I walked past an older white guy in a MAGA hat two mornings ago at the grocery store and he said good morning and I said it back.
It then occurred to me that that man definitely wants to re-elect Trump, and that he wanted to advertise his support of trump.
I had been thinking negative things about trump and, as one does, had begun to believe everyone reasonable agrees with me. If you’re not outraged, you’re not paying attention. That kind of thing. Though I have a bit of a commitment to not allowing myself to get to outrage, I was deeply annoyed by the combination of Trump’s approach to federal efforts on the coronavirus and was legitimately put off by the way in which federal troops had been apparently sent into Portland.
I was just personally bothered and annoyed and then let myself believe that it is irresponsible to have an alternative stance.
But because this guy with the hat on was a nice guy, and had a sort of kindness about him, I started thinking about what is actually true, which is, as usual, that reasonable people will disagree with my perspective.
I started thinking of a couple possibilities: 1) the set of basic facts I accept as true are different than the set of facts he accepts as true—and so we are evaluating two different men in our image of Donald Trump. 1a) Even if he accepts all the facts I hold as true there may be other things he is personally aware of or concerned about that, considered by a reasonable person, could give rise to support of Trump on that day in spite of agreement on the things I had in mind. 2) His support of Trump is not necessarily assured by his wearing of a Trump hat.
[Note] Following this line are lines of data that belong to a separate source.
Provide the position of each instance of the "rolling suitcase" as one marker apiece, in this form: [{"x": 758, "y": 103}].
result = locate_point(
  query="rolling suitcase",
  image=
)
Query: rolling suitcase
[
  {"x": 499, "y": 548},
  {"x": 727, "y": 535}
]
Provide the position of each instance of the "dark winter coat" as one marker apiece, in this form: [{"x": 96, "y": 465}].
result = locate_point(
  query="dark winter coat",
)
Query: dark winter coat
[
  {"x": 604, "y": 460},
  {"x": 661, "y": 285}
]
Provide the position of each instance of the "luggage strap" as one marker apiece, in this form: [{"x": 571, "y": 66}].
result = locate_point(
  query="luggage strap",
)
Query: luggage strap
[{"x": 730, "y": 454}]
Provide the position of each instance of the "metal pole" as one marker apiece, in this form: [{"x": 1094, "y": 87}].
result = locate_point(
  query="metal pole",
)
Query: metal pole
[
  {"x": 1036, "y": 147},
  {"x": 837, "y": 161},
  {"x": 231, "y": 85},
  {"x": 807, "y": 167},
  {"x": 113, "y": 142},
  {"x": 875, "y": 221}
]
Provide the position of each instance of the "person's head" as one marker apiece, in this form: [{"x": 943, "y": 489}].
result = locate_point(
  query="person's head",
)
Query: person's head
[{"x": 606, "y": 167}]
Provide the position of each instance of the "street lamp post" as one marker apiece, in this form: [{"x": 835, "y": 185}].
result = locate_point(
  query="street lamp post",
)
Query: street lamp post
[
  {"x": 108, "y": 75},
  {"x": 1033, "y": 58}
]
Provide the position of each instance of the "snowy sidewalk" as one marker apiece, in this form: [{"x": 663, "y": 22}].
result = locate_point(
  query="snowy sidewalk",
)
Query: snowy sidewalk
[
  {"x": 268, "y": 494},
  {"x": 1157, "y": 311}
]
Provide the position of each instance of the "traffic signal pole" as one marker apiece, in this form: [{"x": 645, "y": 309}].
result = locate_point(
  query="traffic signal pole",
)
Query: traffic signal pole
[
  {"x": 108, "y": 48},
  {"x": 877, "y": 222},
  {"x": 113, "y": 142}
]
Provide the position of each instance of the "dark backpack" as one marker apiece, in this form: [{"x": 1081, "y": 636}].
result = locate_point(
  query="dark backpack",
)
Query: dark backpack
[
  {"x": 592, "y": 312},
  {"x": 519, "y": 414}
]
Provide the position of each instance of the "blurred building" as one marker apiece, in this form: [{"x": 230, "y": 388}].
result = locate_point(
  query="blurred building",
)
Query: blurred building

He could be dealing with a slide away from support of trump, as some percentage of the population has been, and one way he might be handling that uncertainty is by doubling down on his representation of support.
I’ll put a quote I read in an interesting article about a conservative Fox News host that gets to the gist of what I mean by possibility 2:
The Polish writer Jacek Trznadel has described what it felt like, in Stalinist Poland, to be a loud advocate for the regime and to doubt it at the same time. “I was shouting from a tribune at some university meeting in Wrocław, and simultaneously felt panicked at the thought of myself shouting . . . I told myself I was trying to convince [the crowd] by shouting, but in reality I was trying to convince myself.” For some people, loud advocacy of Trump helps to cover up the deep doubt and even shame they feel about their support for Trump.
I would not ascribe this to the majority of Trump supporters. I think there are reasons for reasonable people to support trump separate from some cognitive defense against breakdown. Disagreement about facts and disagreement about the most important issues facing our country are two eternally defensible reasons, ultimately, for people to disagree about which of two parties to support in a two party system. But I do think that it’s actually helpful for me to remember this 3rd justifiable reason for support, because it’s talking about a certain kind of advertised support, a kind that is really more than wearing a hat supporting your candidate, though the hat can seem loud when we’ve been bathing in oppositional arguments. Basically, it’s a helpful reminder when you see support that feels loud that you don’t necessarily know what that volume indicates.
I know this mostly from my own experience yelling and slogan-ing, plus some logical thinking about reality: it’s mathematically impossible that when a group is yelling a slogan, each of them actually means it. It’s impossible that all the people in a march or a group shouting a message actually uniformly believe what they are yelling.
If the message rhymes or has good rhythm, that’s highly suspicious. It’s much more likely that it is being shouted because of its rhyme and rhythm than because each of the shouters holds the view deeply.
So whenever I see someone signaling their belonging to a group, and I feel the animal instinct to ascribe a bunch of negativity to them based on a critical view I take of the slogan or the group’s platform, I would like to remember that it’s simply not true that they as individuals can be accurately assigned all the negative stuff I want to assign the group.
Seeing someone as being on the wrong side of a thing, and then assigning them a giant stack of negativity, and then writing them off as evil or stupid or bad, or whatever, is just pure nonsense. It’s got Logical problems at every level.
And this election season I think it’s worth remembering, nobody has a shared set of facts. Nobody is operating on the same inputs. No two reasonable people will come up with total agreement about what is true, let alone what matters.
And ultimately the old guy with the MAGA hat was basically somebody who improved my morning by being so friendly and so validating of my existence by saying hello, and plus, he didn’t ask me to help him find anything. Don’t tell me there’s not usually a complex and predominantly good person under the hat you hate — I just don’t believe it.